Après, ça a été comme un engrenage, j’ai rien vu venir. C’est insidieux, vous savez. Vous vous dites : non, je ne vais pas finir comme tout le monde, je vais pas flancher. Et bien si, j’ai été complètement dépassé : j’ai arrêté. Ar-rê-té ! Dù bïst cömprêhèndó ou bien ñëcêsïtàyùskí pàntömîmó ? Aujourd’hui, cela fait très exactement un an et une semaine que je ne fume plus.
M’auriez vu les matins, à l’époque où. Le temps de me désennocturner, de baiser un coup la fille qui était à côté de moi, de prendre une douche, de me laver les dents, hop ! c’était incontrôlable : je fumais mon p’tit pécot truffé. Et ben là, c’est tout aussi incontrôlable : pile là où je fumais, eh ben je fume plus. Finie ma petite fumette matinale, finie ma petite fumette mid-matinale, finie ma petite fumette post-matinale… Et pareil jusqu’au soir, pour recommencer de même le lendemain. Je ne fume plus. D’ailleurs, je ne fume tellement plus que je ne fume pas.
Tout cela pourrait être une belle histoire, mais je dois être honnête avec vous. On m’avait prévenu. Y’avait un risque énorme de passer d’une addiction à une autre. Au moment d’arrêter de fumer, je me suis donné comme jamais à la boxe et à la muscu… je m’étais même mis à la natation, pour ne pas succomber à de nouvelles tentations.
C’était trop beau.
Savez pas ce qui m’est tombé dessus ?
D’vinez pas ?
Putain, je cours à présent. Je cours. Je veux dire, maintenant, je me lève pré-désennocturné, je baise un coup la fille qui est à côté de moi. Je prends pas ma douche, je rebaise encore un coup la fille qui est à côté de moi, des fois qu’elle ait pas bien fait la différence entre son rêve et le premier coup, je me lave les dents et… je m’en vais courir.
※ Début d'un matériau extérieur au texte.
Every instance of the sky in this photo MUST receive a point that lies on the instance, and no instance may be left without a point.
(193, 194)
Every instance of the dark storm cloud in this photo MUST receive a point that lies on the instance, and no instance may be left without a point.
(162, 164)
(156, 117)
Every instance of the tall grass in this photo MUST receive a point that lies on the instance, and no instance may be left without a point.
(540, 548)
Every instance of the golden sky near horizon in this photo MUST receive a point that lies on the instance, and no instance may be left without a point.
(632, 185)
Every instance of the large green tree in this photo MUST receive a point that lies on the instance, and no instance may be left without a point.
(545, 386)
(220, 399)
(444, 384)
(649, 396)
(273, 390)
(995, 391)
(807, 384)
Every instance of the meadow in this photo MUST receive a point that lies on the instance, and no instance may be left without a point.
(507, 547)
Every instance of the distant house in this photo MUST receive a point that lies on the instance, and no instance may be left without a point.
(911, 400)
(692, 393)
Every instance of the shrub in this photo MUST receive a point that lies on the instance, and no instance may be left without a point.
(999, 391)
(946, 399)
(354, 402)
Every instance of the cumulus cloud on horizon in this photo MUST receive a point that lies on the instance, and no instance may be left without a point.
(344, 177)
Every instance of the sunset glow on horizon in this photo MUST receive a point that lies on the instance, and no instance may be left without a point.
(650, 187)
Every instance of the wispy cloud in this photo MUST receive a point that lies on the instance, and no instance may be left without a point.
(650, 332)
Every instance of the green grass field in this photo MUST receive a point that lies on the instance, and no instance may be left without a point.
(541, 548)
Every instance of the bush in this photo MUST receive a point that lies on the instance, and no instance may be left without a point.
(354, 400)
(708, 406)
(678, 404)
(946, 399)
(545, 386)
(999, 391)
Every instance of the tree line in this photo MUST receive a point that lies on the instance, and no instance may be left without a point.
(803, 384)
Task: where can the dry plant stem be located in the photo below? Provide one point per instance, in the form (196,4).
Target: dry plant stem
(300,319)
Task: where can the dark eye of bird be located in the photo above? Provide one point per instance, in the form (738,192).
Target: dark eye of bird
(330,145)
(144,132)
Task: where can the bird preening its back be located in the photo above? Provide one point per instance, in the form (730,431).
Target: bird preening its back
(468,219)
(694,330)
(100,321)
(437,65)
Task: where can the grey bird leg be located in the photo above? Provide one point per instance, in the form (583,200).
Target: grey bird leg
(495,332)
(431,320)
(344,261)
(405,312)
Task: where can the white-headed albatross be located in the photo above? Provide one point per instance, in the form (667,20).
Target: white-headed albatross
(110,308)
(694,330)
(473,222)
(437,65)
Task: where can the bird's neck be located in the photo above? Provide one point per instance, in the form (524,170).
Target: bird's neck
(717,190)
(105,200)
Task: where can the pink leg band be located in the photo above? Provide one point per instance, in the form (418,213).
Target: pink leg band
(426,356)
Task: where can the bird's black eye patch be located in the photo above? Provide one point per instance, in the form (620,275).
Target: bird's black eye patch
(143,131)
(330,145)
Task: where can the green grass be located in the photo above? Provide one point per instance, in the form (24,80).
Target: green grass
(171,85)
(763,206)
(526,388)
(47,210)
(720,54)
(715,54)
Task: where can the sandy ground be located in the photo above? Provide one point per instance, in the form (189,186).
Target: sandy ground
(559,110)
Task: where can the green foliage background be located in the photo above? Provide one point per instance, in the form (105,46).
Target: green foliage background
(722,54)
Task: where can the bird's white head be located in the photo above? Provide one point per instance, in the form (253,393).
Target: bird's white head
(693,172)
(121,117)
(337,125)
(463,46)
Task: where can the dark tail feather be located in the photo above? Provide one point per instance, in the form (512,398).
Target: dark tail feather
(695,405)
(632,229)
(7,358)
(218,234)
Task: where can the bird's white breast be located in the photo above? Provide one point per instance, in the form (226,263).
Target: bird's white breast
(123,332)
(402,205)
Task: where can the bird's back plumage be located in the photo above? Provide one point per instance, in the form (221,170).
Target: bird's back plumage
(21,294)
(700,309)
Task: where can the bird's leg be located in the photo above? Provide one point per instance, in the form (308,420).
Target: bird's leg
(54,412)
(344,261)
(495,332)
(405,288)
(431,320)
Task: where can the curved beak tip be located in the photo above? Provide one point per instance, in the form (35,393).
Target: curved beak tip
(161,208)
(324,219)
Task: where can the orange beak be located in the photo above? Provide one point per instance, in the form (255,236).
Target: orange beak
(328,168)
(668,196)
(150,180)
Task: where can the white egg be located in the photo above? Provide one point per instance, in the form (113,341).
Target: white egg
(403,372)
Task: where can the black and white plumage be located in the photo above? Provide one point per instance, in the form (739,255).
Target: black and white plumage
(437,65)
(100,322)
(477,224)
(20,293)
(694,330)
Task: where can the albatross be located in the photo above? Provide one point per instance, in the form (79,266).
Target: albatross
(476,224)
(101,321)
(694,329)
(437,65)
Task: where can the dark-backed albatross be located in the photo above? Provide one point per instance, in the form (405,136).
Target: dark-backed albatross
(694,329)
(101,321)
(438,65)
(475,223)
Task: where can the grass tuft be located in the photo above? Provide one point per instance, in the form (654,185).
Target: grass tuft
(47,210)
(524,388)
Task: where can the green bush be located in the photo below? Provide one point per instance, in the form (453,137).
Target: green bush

Alors je cours comme un con. J’ai mon petit short. J’ai mes petites chaussures. J’ai mon petit singlet. Et je cours. Je fais Hmpfff avec mon nez, je fais Pfiouuuuuu avec ma bouche pendant qu’avec mes pieds, je fais chouip-chop-chouip-chop-chouip-chop à travers la campagne… Je crois qu’on peut pas mieux dire ce que c’est courir. Je sais c’est con.
Le résultat, c’est que plus rien ne m’essouffle que courir.
Mon truc, c’est ça : je vais tout droit. Quand ça fait mal ici, je continue. Quand ça tire là, je continue. Quand ça commence à chauffer dans les poumons, je continue. Et quand ma gorge est prise par la lave, tel un vagin tuméfié par une compétition de décoïtlhon, j’accélère jusqu’à essorer mes muscles de leurs derniers joules. Alors enfin, je fais demi-tour, et c’est là que courir commence, qui jusqu’à ce point n’était que… continuer. Courir, c’est quand tu prends le courant de ton cerveau pour faire aller tes pieds.
Je ne voudrais pas jouer les revenus de tout, car mon but dans la vie est justement de me perdre, aussi ne tenterai-je pas de vous dire laquelle, du cannabis ou de la course, est l’ivresse la plus appétissante. Ce que je sais pour moi, c’est que celle du cannabis, j’ai fait le tour de tous ses plaisirs. Elle m’est devenue un peu fade.
Je vous souhaite de toujours trouver les drogues qui enivrent et embellissent votre vie.
P.S. : Et le premier qui me parle de se laver les dents avant de baiser un coup est une chiffe molle : la minette au dentifrice, les mousmées, z’aiment pas ça.